Błędów Desert is basically split in two sections bisected by the comparably lush Biała Przemsza river valley: the northern section (just south of Chechło) and the southern section (just west of Klucze). To explore the area you really need a car (and then maybe a camel or horse), but you can get to Klucze by bus from Kraków's main bus station (try e-podroznik.pl for connections). By car or bus, Klucze and the desert are about one hour's journey from Kraków.

Below we list the main points of interest for tourists.

1. Róża Wiatrów

Drone's-eye view of Róża Wiatrów, Błędów Desert

The romantically named 'Rose of Winds' recreation area is located on the southern edge of the southern section of the desert near Klucze. Created in 2018, the site is the ideal entry point to the desert and comprises a star-shaped complex of wooden gazebos, platforms and piers, as well as information posts and a viewing platform. The site gives access to educational trails and was also created to host cultural events. There is a parking area just south of here and it is a short walk east through the sands to reach one of the desert's old abandoned military bunkers.

2. Czubatka Hill

View of Błędów Desert from Czubatka Hill.

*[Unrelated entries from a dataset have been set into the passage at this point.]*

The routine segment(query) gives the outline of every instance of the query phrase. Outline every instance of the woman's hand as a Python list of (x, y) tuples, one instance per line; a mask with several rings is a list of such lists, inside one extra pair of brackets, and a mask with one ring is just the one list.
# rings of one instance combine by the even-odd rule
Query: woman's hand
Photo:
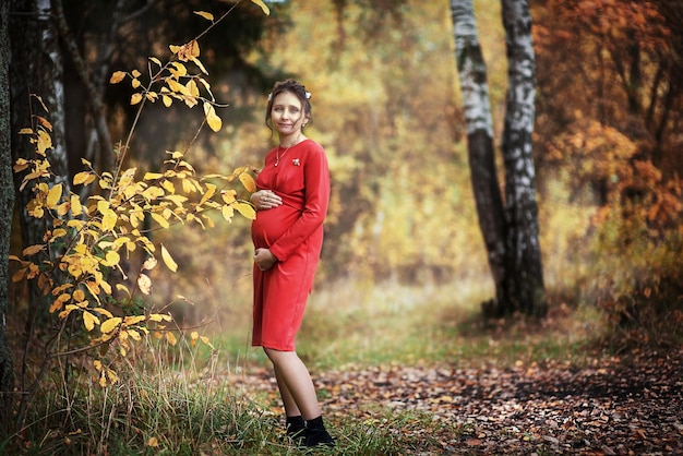
[(272, 190), (259, 190), (252, 193), (249, 199), (256, 209), (272, 209), (283, 204), (283, 199), (276, 195)]
[(254, 263), (261, 271), (268, 271), (277, 263), (277, 257), (268, 249), (256, 249), (254, 252)]

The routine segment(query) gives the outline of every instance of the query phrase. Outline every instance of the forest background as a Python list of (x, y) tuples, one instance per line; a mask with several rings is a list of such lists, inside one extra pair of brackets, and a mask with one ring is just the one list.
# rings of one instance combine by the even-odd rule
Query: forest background
[[(87, 63), (96, 68), (110, 5), (88, 4), (64, 2)], [(147, 3), (117, 31), (110, 73), (144, 73), (146, 56), (164, 55), (168, 43), (182, 43), (205, 26), (193, 10), (217, 13), (230, 4)], [(269, 4), (271, 14), (262, 16), (243, 2), (202, 45), (214, 94), (229, 106), (219, 110), (224, 129), (192, 145), (197, 173), (259, 168), (275, 144), (263, 122), (267, 92), (276, 80), (300, 80), (312, 93), (308, 134), (325, 147), (333, 182), (304, 356), (310, 350), (320, 367), (329, 367), (338, 359), (462, 355), (457, 347), (402, 355), (395, 336), (429, 341), (436, 337), (429, 326), (434, 322), (453, 335), (458, 324), (477, 321), (472, 315), (494, 292), (469, 180), (448, 2)], [(475, 7), (498, 144), (507, 85), (500, 2), (479, 0)], [(606, 332), (680, 327), (682, 9), (666, 0), (530, 7), (538, 65), (534, 154), (551, 314), (595, 310), (597, 327)], [(65, 70), (73, 68), (67, 63)], [(132, 93), (124, 84), (105, 89), (115, 141), (130, 127)], [(155, 171), (165, 151), (183, 149), (203, 119), (200, 110), (148, 107), (128, 165)], [(68, 129), (65, 135), (80, 132)], [(75, 163), (72, 177), (81, 171)], [(248, 194), (242, 190), (241, 196)], [(152, 271), (154, 291), (141, 305), (172, 312), (182, 327), (202, 327), (226, 347), (228, 363), (236, 356), (241, 363), (259, 357), (248, 348), (250, 224), (215, 220), (209, 230), (177, 225), (151, 236), (169, 248), (178, 272)], [(15, 229), (12, 253), (20, 255), (23, 247)], [(19, 331), (29, 288), (13, 284), (10, 293), (8, 323)], [(405, 327), (400, 314), (407, 311), (424, 320)], [(387, 325), (380, 328), (383, 321)], [(337, 337), (348, 345), (335, 345)]]
[[(675, 58), (681, 37), (674, 26), (680, 12), (667, 4), (531, 3), (538, 62), (534, 154), (551, 305), (567, 299), (565, 304), (598, 303), (628, 319), (633, 309), (624, 301), (633, 298), (626, 296), (648, 300), (661, 290), (675, 297), (670, 286), (679, 278), (683, 211)], [(499, 143), (505, 35), (499, 2), (482, 0), (475, 8)], [(249, 49), (231, 45), (239, 58), (230, 59), (241, 60), (239, 65), (221, 60), (225, 31), (209, 35), (205, 52), (218, 65), (215, 91), (230, 106), (223, 111), (226, 129), (192, 151), (197, 172), (260, 167), (274, 145), (263, 124), (269, 84), (297, 77), (313, 94), (309, 134), (325, 147), (333, 179), (312, 305), (325, 308), (340, 289), (354, 289), (360, 295), (349, 291), (348, 298), (364, 301), (379, 284), (445, 287), (475, 305), (490, 299), (446, 2), (285, 2), (261, 26)], [(119, 68), (131, 68), (128, 52), (117, 56)], [(125, 118), (117, 112), (130, 94), (111, 92), (116, 125)], [(200, 120), (157, 107), (142, 119), (132, 160), (142, 167), (158, 163), (165, 149), (182, 147)], [(155, 277), (153, 299), (166, 307), (182, 295), (194, 305), (177, 307), (181, 320), (208, 319), (219, 333), (239, 328), (245, 339), (249, 221), (216, 225), (211, 232), (177, 227), (155, 239), (172, 245), (179, 273)]]

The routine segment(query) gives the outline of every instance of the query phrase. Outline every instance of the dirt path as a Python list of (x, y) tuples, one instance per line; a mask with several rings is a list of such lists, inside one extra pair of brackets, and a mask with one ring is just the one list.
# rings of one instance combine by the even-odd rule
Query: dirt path
[[(580, 370), (393, 367), (315, 377), (333, 419), (382, 427), (372, 419), (380, 407), (433, 413), (430, 429), (393, 430), (429, 436), (422, 454), (683, 455), (683, 349)], [(241, 381), (274, 388), (266, 371)]]

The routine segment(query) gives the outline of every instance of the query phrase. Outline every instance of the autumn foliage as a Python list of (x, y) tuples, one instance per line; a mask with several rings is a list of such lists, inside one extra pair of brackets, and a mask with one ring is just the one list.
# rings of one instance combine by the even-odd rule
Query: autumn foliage
[[(212, 26), (217, 23), (209, 13), (196, 14), (211, 21)], [(205, 123), (219, 131), (221, 120), (216, 108), (220, 106), (206, 80), (208, 72), (200, 60), (197, 40), (170, 46), (170, 51), (172, 56), (166, 63), (149, 58), (146, 82), (139, 70), (133, 70), (115, 72), (110, 83), (130, 79), (134, 91), (130, 103), (139, 105), (136, 119), (147, 101), (160, 99), (171, 107), (173, 100), (180, 100), (189, 108), (201, 104)], [(199, 71), (193, 72), (190, 64)], [(19, 159), (14, 166), (15, 172), (24, 173), (21, 188), (33, 190), (34, 199), (26, 211), (44, 220), (46, 227), (43, 243), (25, 248), (21, 257), (11, 257), (20, 264), (13, 280), (34, 283), (49, 297), (49, 312), (57, 316), (56, 334), (49, 338), (44, 362), (87, 353), (103, 387), (118, 381), (115, 361), (125, 357), (136, 341), (151, 334), (170, 345), (177, 341), (171, 331), (177, 327), (169, 313), (151, 313), (144, 307), (132, 305), (152, 292), (148, 272), (159, 260), (171, 272), (178, 269), (169, 249), (156, 244), (151, 235), (178, 224), (212, 227), (214, 214), (227, 221), (236, 212), (247, 218), (255, 216), (252, 205), (238, 199), (232, 185), (240, 182), (248, 192), (255, 191), (248, 167), (227, 176), (197, 176), (187, 159), (188, 147), (167, 151), (158, 172), (124, 169), (134, 127), (128, 141), (115, 151), (116, 170), (97, 172), (83, 159), (85, 170), (76, 173), (73, 182), (56, 182), (48, 159), (52, 125), (46, 116), (34, 115), (33, 125), (21, 133), (35, 146), (35, 157)], [(136, 271), (129, 272), (135, 264), (140, 264)], [(81, 337), (68, 337), (72, 334)], [(211, 346), (196, 332), (192, 332), (191, 339), (192, 344), (201, 340)]]

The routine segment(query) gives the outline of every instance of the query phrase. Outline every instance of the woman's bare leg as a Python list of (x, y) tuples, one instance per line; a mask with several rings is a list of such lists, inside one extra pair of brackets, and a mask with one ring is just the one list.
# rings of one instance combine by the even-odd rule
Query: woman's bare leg
[(275, 371), (277, 386), (289, 417), (301, 415), (304, 420), (320, 417), (322, 410), (315, 395), (315, 386), (309, 370), (296, 351), (278, 351), (264, 348)]

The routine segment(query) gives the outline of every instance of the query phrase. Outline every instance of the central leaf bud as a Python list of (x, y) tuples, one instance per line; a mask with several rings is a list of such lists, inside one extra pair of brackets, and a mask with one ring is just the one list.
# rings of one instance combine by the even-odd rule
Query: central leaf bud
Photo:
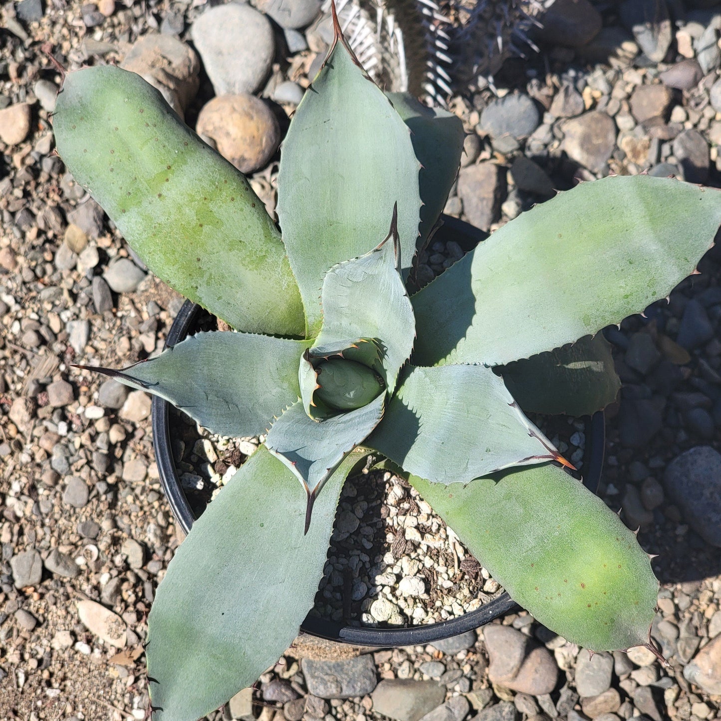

Closer to the centre of Klucze is Czubatka Hill, formerly the most developed access point to the desert. 382 metres above sea level, Czubatka offers lots of parking, some gazebos and views to the west over the southern part of the desert. Climb the tall observation tower for an even better vantage point. Not actually in the desert, from here you can take the yellow trail down into the sands, reaching the edge of the desert in about 10mins, and the Róża Wiatrów area in 20mins. In the evening it makes a dreamy spot for sunset views, and the lights and fires of industrial sites can also be seen in the distance.

3. Dąbrówka Hill

Błędów Desert, Dąbrowka Hill viewing platform.

The northern part of Błędów Desert is actually more pristine with larger dunes and less brush. Dąbrówka Hill is located in the middle of the northern edge of the northern section of the desert. A bit more remote, there are informational boards and some vandalised military ruins scattered about, as well as a new (but low) viewing platform over the sand, which is handicap accessible. Despite being directly on the sand, you are on a hill here (355 metres above sea level), so you have some solid views of the dreamy desert desolation.